AN Irish pub in the US has been making national headlines there after 12,000 people signed a petition protesting against the removal of the pub's confusing toilet signs.
American senators and congressmen were among those to sign the petition in support of McGuire's Irish pub in Florida, after a complaint from a customer led Florida's Department of Business and Professional Regulation to issue an order for the signs to be removed.
The offending signs are designed in such a way that the word 'Ladies' is the most obvious word on the sign for the gentlemen's toilet, and viceversa. There is smaller print on each sign which explains that it is actually a toilet for the opposite sex.
The controversy over the signs erupted when a man named Chris Hall filed a complaint saying his 15-year-old daughter failed to read the small print, and walked into the men's toilet. Hall said she was in a cubicle in the room when a "college-age" man wandered in and opened it.

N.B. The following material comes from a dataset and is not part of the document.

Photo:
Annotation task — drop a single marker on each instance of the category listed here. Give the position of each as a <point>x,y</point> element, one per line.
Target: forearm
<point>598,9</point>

There was another twist when a US newspaper contacted Chris Hall to speak to him about the incident, and Hall maintained he had made no such complaint, that he didn't even have a daughter, and that he hadn't been to McGuire's in over two years.
The manager of McGuire's, Billy Martin, told the Sunday Tribune this weekend that it appeared the petition had had an impact on the authorities, and that the pub would be allowed to put the signs back up.
"Democracy won this one, " he said. "People were very fond of those signs and didn't want to see them go. And now we're busier than ever. We have double the normal amount of people in for lunch today."